Who could have guessed that the consequences could have spread so far beyond the housing market, and way beyond the borders of the United States?
The fall of the monolines, the nationalisation of Northern Rock in the UK, the nationalisation of Freddie Mac and Fannie Mae, HBOS sold, the nationalisation of AIG … who could have guessed it? Who could have predicted the ending of an era on Wall Street: Bear Stearns sold for a song, Lehman in Chapter 11, Merrill sold to the Bank of
America, and the remaining surviving main investment banks – Goldman Sachs, Morgan Stanley – bowing their necks to the yoke of Fed regulation for the first time in two decades?
New type of catastrophe
Though the banks have borne the brunt, the fall-out will not leave the reinsurance sector unscathed. Even before the terrible events of the week of 15 September, warning bells were sounding. “While we are retaining the stable outlook we have had for the past two years, our caution is heightened due to macro-economic challenges, both in terms of investment performance and claims in the future,” said Peter Grant, director, financial institutions ratings services at Standard and Poor’s, in an
interview with Global Reinsurance in Monte Carlo on 8 September (before the collapse of Lehman and the nationalisation of AIG). “If prices do not
stabilise at the January renewals we would change our outlook to negative,” he added.
Guy Carpenter, in a presentation in Monte Carlo, pointed to the financial catastrophe hitting both sides of insurers’ balance sheets. “We are witness to a new type of catastrophe – the financial catastrophe,” said Peter Zaffino, president and CEO of Guy Carpenter, prophetically (he was speaking just days before the collapse of Lehman and AIG).

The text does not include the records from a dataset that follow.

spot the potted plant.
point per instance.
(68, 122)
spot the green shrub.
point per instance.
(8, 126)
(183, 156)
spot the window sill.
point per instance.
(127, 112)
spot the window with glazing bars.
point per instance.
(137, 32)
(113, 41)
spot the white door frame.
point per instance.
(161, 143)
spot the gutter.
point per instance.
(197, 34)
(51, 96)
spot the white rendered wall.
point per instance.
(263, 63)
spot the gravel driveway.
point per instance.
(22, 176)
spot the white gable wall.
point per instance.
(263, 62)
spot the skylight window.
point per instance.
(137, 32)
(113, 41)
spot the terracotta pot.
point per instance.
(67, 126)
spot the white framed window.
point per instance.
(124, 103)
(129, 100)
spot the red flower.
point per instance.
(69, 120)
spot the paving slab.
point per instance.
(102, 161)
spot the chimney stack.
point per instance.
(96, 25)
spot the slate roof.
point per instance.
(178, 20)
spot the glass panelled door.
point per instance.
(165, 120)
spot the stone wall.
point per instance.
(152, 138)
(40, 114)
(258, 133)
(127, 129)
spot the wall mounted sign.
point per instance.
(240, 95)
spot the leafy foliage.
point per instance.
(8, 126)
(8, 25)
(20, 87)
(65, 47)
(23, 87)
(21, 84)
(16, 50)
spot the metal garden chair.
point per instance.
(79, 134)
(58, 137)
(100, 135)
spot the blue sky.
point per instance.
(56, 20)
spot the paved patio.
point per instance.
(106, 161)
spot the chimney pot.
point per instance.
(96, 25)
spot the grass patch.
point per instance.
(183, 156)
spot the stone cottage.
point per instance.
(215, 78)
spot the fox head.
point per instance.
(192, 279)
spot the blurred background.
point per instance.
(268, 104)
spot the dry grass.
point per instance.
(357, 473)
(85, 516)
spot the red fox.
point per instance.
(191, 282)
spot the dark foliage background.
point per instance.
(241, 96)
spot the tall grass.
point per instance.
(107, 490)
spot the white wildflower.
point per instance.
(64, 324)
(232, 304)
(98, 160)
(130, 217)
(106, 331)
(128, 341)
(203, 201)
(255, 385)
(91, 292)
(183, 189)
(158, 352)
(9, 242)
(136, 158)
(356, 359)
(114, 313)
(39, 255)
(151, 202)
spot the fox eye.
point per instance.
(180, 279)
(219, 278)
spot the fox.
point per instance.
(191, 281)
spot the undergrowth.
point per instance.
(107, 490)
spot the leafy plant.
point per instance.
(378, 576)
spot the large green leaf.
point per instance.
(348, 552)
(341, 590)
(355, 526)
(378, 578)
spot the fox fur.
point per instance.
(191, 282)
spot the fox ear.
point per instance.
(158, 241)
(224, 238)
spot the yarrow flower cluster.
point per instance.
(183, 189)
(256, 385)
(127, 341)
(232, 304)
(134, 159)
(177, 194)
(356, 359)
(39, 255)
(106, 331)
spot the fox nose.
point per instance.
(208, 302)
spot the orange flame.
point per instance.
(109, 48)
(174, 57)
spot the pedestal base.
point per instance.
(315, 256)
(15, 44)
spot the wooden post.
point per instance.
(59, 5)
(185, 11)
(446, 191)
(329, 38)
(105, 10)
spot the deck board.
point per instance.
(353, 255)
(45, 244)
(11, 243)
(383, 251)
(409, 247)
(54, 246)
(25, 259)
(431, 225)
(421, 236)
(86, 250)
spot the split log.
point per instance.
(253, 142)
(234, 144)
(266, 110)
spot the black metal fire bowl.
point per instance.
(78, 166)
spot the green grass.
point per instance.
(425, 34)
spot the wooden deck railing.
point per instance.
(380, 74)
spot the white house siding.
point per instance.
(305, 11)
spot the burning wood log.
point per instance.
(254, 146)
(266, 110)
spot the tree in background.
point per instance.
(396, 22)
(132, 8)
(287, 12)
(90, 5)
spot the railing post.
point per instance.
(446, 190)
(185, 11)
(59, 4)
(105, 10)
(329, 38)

According to Chris Klein, global head of business intelligence at Guy Carpenter, speaking at the same event: “If the credit crisis persists, there could be a post-loss liquidity crunch – particularly for credit.”
Even with sidecars and cat bonds to supplement traditional reinsurance, he warned, “risk transfer is only as effective as the capital behind it”.
David Sandham is editor of Global Reinsurance.